Description

This collection of Hal Rothman's wide-ranging, brash, and brilliant essays on Las Vegas offers up a treasury of insights on the follies and possibilities of the New West. Confident, passionate, learned and, yes, wise, Rothman is simply one of the most important voices writing on the region today. He is also a hell of a lot of fun to read. - Virginia Scharff, professor of history and Director, Center for the Southwest, University of New Mexico, Albuquerque, and Women of the West chair at the Institute for the Study of the American West, Autry National Center, Los Angeles
Hal Rothman has been enlightening me, irritating me, surprising me, and making me laugh for twenty years. Reading his columns reminds me why. He has long been one of the brashest, loudest, smartest, and most original voices in the West. Not even ALS could quiet him. These columns aren't the same as talking to him, but they come close. - Richard White, Margaret Byrne Professor of American History, Stanford University

Hal Rothman is both the greatest Western historian of his generation and an H. L. Mencken in cowboy boots. Here is a magnificent collection of his opinion, wit, and wisdom. - Mike Davis, author of Planet of Slums and Buda's Wagon

About the author(s)

Hal K. Rothman (1958-2007) was professor of history, University of Nevada, Las Vegas, and a leading historian of the American West.

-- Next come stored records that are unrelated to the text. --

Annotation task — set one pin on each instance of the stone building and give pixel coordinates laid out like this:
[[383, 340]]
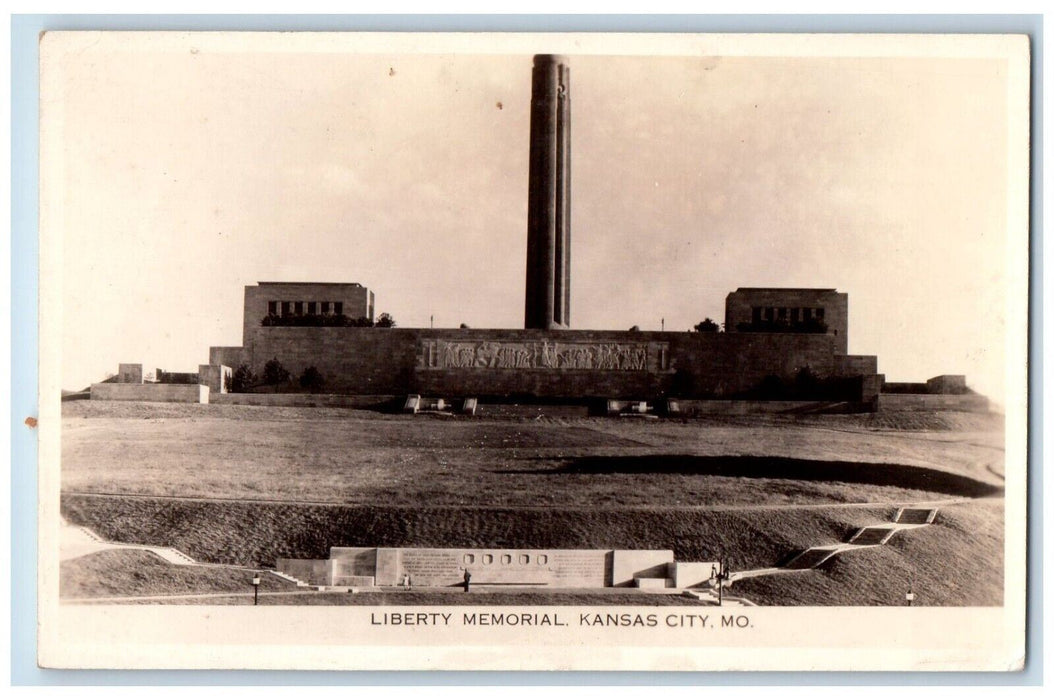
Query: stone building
[[775, 310], [289, 299], [794, 330]]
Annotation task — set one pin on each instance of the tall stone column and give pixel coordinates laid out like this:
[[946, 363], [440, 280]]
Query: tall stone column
[[548, 303]]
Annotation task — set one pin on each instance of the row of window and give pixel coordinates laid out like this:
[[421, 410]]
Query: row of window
[[300, 308], [793, 314], [507, 559]]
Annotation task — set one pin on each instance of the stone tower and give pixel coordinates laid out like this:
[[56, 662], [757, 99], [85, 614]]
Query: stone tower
[[548, 299]]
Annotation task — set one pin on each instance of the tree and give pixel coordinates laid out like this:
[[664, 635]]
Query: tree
[[242, 380], [274, 373], [312, 380], [707, 326]]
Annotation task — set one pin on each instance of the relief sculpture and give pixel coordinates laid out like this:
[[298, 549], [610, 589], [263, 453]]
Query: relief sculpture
[[491, 354]]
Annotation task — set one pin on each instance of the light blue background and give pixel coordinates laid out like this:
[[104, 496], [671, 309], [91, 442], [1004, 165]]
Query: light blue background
[[24, 290]]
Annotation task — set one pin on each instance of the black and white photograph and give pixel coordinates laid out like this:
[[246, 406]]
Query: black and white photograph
[[369, 351]]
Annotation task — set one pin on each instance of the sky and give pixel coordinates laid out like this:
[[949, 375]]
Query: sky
[[187, 169]]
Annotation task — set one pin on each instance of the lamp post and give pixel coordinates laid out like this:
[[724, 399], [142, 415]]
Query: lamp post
[[719, 575]]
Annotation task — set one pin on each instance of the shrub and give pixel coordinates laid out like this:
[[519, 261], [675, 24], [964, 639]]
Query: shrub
[[312, 380], [274, 373], [242, 380], [707, 326]]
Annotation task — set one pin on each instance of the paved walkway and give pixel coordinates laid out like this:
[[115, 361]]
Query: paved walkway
[[76, 541], [872, 536]]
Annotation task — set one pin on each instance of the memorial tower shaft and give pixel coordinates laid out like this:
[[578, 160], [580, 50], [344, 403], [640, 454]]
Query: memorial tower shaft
[[548, 303]]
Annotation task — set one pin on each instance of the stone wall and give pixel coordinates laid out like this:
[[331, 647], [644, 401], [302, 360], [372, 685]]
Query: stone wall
[[180, 393], [435, 567], [356, 299], [739, 307], [214, 376], [129, 373], [504, 363], [967, 403]]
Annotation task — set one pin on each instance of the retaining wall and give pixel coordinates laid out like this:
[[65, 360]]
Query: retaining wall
[[179, 393], [502, 363]]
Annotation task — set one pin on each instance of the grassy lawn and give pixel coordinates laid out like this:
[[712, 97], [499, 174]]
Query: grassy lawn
[[247, 485], [957, 561], [137, 572], [436, 599], [339, 455]]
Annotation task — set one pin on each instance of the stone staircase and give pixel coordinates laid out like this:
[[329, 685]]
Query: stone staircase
[[872, 536]]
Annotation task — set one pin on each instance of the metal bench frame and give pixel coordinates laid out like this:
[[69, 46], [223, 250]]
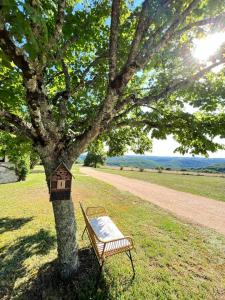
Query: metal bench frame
[[118, 244]]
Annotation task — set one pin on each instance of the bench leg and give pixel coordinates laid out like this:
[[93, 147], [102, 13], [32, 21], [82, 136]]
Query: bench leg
[[82, 236], [131, 260]]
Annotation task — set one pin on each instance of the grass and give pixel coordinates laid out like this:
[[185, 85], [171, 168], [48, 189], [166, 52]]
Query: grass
[[173, 260], [210, 187]]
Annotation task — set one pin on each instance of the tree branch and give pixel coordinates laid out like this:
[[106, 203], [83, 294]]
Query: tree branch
[[115, 16]]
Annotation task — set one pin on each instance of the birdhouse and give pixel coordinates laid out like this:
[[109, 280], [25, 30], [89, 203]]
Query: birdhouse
[[60, 183]]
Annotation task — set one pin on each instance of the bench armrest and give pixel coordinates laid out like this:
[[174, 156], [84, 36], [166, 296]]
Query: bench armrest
[[95, 211]]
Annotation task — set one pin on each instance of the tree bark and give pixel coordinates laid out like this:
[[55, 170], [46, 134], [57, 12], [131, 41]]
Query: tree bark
[[65, 225]]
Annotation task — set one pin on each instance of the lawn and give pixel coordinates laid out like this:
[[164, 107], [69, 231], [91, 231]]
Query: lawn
[[174, 260], [207, 186]]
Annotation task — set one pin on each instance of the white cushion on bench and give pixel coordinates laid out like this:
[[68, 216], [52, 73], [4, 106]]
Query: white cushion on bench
[[106, 230]]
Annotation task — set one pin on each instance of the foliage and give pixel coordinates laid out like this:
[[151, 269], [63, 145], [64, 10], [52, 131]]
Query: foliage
[[17, 150], [69, 54], [175, 163], [213, 185], [96, 155]]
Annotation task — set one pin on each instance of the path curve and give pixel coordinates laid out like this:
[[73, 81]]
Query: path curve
[[195, 209]]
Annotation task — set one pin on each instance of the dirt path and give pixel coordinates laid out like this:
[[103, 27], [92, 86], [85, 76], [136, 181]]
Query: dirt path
[[195, 209]]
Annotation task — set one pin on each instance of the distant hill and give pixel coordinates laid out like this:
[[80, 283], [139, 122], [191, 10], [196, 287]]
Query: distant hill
[[175, 163]]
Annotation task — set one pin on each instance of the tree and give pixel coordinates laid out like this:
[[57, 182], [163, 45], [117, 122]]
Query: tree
[[96, 154], [17, 151], [75, 72]]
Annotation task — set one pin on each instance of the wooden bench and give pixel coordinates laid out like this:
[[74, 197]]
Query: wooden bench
[[106, 239]]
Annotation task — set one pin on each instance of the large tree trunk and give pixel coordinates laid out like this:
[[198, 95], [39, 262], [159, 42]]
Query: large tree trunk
[[65, 227]]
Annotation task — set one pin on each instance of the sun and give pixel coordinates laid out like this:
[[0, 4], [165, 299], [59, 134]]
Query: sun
[[204, 48]]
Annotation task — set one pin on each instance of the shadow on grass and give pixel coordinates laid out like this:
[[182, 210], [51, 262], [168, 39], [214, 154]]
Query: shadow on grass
[[12, 258], [9, 224], [82, 286]]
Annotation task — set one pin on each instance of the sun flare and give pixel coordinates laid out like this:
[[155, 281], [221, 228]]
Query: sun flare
[[204, 48]]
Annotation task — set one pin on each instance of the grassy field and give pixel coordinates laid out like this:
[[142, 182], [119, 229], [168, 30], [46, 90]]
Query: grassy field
[[173, 260], [207, 186]]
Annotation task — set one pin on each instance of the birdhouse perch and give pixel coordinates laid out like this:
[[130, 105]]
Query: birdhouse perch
[[60, 183]]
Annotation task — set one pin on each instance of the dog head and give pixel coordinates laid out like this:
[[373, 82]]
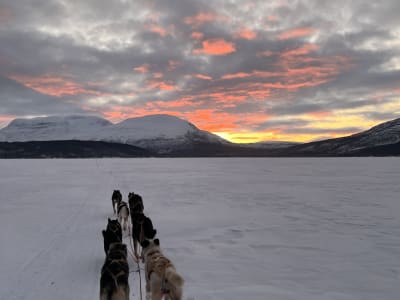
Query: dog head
[[113, 225], [150, 246], [148, 230], [135, 202], [116, 195], [117, 251]]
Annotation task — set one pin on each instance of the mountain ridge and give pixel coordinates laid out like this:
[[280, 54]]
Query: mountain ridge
[[165, 135]]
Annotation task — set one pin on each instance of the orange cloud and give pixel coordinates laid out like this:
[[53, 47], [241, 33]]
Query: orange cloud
[[246, 33], [161, 85], [295, 33], [172, 65], [5, 119], [142, 69], [215, 47], [54, 85], [204, 77], [320, 114], [197, 35], [158, 75], [272, 18]]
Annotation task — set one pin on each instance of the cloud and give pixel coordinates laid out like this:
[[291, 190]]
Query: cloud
[[229, 65], [296, 33], [215, 47]]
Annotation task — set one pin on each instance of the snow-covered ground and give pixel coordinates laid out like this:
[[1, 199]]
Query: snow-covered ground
[[243, 228]]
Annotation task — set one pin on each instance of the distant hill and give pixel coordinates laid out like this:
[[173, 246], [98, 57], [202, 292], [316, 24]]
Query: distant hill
[[69, 149], [380, 140], [169, 136]]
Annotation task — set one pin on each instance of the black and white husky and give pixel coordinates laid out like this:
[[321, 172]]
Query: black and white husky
[[116, 198], [142, 227], [112, 234], [162, 280], [123, 214], [115, 274]]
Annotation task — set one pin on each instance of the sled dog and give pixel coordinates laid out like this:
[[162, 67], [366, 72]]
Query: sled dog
[[161, 276], [135, 202], [123, 214], [136, 210], [112, 234], [114, 274], [116, 198], [142, 228]]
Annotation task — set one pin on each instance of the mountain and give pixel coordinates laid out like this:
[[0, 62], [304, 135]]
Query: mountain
[[164, 135], [161, 134], [53, 128], [69, 149], [380, 140]]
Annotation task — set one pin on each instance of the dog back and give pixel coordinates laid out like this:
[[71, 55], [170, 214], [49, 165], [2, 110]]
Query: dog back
[[135, 203]]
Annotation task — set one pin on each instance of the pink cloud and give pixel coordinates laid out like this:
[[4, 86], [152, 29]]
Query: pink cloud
[[246, 33], [215, 47], [295, 33], [204, 77], [142, 69], [157, 29], [201, 18]]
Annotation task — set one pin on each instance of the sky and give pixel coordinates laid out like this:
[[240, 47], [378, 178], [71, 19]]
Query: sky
[[288, 70]]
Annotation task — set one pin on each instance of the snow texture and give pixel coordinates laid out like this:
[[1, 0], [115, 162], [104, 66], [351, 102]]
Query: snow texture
[[249, 228]]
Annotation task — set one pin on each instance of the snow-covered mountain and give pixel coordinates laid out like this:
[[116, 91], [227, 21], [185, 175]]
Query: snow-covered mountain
[[384, 134], [159, 133]]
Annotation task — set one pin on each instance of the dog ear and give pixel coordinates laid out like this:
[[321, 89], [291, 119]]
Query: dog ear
[[145, 243]]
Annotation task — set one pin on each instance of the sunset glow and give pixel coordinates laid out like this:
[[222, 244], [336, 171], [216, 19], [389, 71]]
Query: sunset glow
[[247, 71]]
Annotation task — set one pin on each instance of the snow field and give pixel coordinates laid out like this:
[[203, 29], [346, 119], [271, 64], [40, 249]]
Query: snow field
[[248, 228]]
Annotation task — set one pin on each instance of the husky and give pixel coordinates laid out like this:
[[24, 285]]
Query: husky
[[162, 280], [135, 202], [116, 198], [142, 228], [112, 234], [123, 214], [114, 274], [137, 218]]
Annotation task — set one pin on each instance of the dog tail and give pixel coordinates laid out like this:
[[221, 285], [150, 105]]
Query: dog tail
[[174, 282]]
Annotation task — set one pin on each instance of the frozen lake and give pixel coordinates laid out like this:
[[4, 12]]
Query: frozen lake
[[235, 228]]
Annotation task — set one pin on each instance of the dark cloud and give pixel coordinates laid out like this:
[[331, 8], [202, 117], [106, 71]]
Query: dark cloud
[[18, 100], [287, 58]]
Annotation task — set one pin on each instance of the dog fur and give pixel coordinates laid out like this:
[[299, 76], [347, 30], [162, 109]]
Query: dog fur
[[136, 208], [112, 234], [123, 214], [161, 276], [114, 274], [142, 228], [116, 198], [135, 202]]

Lincoln Bramwell received his Ph.D. in history from the University of New Mexico.

William deBuys is the author of numerous books, including Salt Dreams: Land and Water in Low-Down California, A Great Aridness: Climate Change and the Future of the American Southwest, and the Pulitzer Prize nonfiction finalist River of Traps: A New Mexico Mountain Life, with photographs by Alex Harris.